« Trois Guinées », de Virginia Woolf, traduit de l’anglais, édité et préfacé par Cécile Wajsbrot, Le Bruit du temps, 408 p., 15 €.
« Trois Guinées », de Virginia Woolf, traduit de l’anglais et édité par Sophie Chiari, Le Livre de Pocket, 376 p., 8,90 €.
UN LIVRE DE GUERRE
Beaucoup moins connu queUne chambre à soi (1929), Trois guinées (1938) complète et prolonge la réflexion menée par Virginia Woolf (1882-1941) sur les femmes, leur marge de liberté, leur action. Alors que l’essai de 1929 portait sur les conditions leur permettant d’écrire (une place réservée et leur propre argent), l’essai de 1938 – dernier livre publié du vivant de l’écrivain – traite de leur accès à l’éducation, aux métiers, à l’expression publique. La rue a remplacé la maison et l’histoire a remplacé la fiction. Les femmes doivent pouvoir agir dans tous les domaines de la société, sauf un : la guerre.
Le livre est écrit dans les années sombres de l’histoire européenne. En 1937, Woolf perd son neveu Julian pendant la guerre civile espagnole. On y voit ensuite une narratrice qui, recevant des photos de corps déchirés et de villages ravagés, décide de répondre à une lettre reçue trois ans plus tôt d’un homme lui demandant de mobiliser les femmes pour empêcher la guerre. L’essai adopte la forme épistolaire pour produire une argumentation philosophique et juridique dans un style néanmoins littéraire, multipliant images et détails concrets.

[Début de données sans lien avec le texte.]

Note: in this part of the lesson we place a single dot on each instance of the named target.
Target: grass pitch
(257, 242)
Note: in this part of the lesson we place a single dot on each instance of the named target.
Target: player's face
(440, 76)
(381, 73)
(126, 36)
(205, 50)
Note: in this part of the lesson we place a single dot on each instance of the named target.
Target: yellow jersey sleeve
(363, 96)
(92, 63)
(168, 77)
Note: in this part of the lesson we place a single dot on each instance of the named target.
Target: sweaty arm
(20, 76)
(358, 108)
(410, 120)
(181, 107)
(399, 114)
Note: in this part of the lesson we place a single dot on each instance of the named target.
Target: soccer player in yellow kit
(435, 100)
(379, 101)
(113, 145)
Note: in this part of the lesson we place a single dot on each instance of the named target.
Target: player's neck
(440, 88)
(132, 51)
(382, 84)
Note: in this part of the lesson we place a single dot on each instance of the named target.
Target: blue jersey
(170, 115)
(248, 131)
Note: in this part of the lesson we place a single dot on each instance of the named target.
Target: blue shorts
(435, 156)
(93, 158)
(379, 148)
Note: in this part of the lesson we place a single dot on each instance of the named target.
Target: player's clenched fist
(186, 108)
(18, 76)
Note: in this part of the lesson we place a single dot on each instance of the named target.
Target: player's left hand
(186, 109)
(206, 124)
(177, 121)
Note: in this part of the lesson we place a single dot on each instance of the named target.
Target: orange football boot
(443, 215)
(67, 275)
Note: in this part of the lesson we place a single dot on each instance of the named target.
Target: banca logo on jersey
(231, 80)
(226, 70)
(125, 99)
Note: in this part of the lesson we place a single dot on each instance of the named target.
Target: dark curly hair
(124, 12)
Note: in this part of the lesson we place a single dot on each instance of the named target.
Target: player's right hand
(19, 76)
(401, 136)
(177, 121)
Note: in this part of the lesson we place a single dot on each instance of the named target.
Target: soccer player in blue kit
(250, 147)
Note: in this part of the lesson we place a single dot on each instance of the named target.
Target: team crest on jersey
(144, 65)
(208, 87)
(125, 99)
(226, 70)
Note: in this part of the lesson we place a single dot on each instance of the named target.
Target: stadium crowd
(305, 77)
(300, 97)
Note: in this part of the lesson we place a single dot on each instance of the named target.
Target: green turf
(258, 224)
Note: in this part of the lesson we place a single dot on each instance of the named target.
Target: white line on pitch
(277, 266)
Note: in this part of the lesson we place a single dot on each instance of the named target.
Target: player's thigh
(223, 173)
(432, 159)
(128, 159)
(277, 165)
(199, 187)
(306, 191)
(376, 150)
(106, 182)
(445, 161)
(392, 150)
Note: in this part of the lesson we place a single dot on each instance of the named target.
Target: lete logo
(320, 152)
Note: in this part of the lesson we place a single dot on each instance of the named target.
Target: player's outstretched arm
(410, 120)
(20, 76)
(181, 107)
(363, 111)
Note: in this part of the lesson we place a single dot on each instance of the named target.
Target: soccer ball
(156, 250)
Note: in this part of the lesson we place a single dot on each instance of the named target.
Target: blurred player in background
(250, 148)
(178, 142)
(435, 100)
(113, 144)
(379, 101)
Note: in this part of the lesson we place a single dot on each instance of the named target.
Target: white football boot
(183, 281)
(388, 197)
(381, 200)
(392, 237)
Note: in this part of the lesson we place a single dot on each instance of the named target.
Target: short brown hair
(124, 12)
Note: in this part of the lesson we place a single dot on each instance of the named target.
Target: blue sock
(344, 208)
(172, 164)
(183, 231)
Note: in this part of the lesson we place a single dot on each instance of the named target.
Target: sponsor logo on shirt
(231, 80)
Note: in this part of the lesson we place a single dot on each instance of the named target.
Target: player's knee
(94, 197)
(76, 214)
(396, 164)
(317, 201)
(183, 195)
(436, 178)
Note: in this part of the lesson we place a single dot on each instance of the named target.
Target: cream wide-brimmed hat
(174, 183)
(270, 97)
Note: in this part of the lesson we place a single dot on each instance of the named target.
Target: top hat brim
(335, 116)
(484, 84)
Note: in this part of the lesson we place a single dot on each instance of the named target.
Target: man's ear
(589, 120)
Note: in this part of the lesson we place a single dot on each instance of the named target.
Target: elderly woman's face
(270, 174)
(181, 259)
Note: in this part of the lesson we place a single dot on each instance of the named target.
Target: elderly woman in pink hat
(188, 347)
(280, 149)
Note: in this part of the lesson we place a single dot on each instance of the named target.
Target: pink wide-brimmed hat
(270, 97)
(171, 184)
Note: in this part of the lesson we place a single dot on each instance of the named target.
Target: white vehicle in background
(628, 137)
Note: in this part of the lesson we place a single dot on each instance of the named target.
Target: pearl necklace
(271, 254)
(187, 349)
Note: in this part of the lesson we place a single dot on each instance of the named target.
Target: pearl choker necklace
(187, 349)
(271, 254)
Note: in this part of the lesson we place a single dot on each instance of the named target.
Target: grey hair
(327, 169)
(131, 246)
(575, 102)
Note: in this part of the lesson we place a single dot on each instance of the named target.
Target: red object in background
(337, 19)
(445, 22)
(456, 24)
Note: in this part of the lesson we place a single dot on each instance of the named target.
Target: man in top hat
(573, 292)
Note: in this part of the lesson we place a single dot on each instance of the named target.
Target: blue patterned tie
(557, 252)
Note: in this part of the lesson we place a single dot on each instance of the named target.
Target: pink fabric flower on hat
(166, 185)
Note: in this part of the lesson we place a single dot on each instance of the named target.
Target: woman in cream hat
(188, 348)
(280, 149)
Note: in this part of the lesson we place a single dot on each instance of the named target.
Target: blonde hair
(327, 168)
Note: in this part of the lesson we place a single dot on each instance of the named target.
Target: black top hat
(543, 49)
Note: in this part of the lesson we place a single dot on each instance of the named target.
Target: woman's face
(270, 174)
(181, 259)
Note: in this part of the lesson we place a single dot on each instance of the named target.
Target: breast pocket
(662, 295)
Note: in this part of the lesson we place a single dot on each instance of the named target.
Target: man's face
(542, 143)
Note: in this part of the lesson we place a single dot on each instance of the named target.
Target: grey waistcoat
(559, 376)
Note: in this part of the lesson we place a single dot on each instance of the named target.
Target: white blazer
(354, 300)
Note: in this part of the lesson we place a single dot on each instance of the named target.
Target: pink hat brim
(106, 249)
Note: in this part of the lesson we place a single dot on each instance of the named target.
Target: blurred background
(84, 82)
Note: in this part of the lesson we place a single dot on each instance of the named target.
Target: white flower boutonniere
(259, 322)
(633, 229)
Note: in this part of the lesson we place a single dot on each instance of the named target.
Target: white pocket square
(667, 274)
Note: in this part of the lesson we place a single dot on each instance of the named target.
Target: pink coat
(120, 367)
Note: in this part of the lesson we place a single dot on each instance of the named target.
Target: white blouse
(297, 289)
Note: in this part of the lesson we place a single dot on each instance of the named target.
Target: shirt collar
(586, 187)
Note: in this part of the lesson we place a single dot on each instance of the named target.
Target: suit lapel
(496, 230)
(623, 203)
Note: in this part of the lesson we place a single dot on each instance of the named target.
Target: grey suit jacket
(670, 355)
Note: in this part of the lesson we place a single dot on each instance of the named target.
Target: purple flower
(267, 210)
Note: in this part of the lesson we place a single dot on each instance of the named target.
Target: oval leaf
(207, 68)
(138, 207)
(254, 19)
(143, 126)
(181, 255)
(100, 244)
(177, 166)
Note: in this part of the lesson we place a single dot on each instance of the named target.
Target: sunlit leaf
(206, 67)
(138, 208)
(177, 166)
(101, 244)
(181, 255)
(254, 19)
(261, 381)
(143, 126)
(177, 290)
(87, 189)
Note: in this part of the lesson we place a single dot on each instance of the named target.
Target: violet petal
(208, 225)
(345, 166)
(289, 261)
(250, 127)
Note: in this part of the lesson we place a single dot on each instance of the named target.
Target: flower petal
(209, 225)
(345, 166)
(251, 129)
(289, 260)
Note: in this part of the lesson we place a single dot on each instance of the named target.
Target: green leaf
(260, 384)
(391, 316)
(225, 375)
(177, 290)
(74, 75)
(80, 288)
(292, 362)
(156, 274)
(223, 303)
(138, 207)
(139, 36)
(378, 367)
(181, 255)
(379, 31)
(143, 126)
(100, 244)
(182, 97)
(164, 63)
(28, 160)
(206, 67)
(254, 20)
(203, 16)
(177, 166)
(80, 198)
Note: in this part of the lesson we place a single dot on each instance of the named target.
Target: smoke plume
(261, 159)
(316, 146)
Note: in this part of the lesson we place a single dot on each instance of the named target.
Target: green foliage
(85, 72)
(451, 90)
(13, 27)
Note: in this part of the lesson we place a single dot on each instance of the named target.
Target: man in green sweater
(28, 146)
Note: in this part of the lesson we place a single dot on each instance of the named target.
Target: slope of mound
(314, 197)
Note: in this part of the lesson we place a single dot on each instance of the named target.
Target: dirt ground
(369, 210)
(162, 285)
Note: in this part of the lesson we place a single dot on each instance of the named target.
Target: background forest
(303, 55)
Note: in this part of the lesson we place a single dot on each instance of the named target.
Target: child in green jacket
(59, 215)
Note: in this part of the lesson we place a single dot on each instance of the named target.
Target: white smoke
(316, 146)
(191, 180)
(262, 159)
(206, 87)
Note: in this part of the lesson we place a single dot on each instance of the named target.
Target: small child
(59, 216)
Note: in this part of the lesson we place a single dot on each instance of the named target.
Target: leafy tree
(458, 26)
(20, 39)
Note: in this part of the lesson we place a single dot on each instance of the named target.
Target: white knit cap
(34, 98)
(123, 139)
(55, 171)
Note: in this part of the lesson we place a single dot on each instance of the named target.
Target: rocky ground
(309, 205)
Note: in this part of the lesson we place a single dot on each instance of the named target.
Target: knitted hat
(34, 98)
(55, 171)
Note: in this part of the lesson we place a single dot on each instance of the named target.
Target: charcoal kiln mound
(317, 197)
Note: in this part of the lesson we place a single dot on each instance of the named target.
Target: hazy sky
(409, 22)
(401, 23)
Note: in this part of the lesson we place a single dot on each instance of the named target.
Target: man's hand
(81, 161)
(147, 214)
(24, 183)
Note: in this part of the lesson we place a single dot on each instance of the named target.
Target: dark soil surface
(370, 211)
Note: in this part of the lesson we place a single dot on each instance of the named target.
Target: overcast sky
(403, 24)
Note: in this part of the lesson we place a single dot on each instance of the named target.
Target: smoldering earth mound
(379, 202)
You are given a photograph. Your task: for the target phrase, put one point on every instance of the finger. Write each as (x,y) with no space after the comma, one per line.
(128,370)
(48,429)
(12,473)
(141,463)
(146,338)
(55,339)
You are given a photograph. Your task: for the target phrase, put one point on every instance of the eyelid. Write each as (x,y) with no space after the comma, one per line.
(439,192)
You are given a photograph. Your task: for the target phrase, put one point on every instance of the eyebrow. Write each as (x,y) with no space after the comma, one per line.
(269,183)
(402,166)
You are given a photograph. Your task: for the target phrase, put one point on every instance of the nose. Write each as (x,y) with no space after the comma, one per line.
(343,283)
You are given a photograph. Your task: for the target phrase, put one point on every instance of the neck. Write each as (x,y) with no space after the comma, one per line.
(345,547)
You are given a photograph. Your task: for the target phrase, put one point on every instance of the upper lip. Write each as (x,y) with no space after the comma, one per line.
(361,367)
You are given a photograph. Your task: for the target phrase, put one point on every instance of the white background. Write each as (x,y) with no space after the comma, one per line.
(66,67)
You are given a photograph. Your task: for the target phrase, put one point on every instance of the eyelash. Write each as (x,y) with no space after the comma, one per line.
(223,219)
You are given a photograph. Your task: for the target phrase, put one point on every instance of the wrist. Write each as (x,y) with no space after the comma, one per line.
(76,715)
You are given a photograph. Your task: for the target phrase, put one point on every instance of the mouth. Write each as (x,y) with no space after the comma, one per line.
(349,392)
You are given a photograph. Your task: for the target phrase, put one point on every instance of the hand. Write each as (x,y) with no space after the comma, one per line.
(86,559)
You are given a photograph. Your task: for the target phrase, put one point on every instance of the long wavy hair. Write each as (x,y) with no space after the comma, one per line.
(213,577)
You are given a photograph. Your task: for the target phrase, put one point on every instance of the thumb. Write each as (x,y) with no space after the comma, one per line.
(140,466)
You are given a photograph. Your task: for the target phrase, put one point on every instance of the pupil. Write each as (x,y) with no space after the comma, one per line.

Depuis que les femmes ont obtenu le droit de vote et de travail en 1918 et 1919 au Royaume-Uni, peu de choses ont changé : elles sont exclues des universités, des diplômes majeurs, des professions élevées et des salaires. demeurent scandaleusement inégalitaires. Le fonctionnement du patriarcat en Angleterre dans les années 1930 est soigneusement décrit et l’accusation est implacable. Il est très courageux pour son époque mais, chez nous, il peut paraître un peu conventionnel. La convergence de cette lutte avec celle menée pour la paix – Woolf a toujours été un pacifiste radical, au point de s’opposer à la présence d’infirmières sur le front – est pourtant fascinante, car elle rend l’argumentation un peu contradictoire. . Le narrateur affirme en effet que la guerre est l’œuvre des seuls hommes : « Peu d’êtres humains sont tombés, au cours de l’histoire, sous les balles d’une femme ; la grande majorité des oiseaux et des animaux ont été tués par vous, pas par nous. » Alors que, dans le domaine de l’éducation et du travail, il défend une égalité parfaite, il redevient ici essentialiste et idéaliste.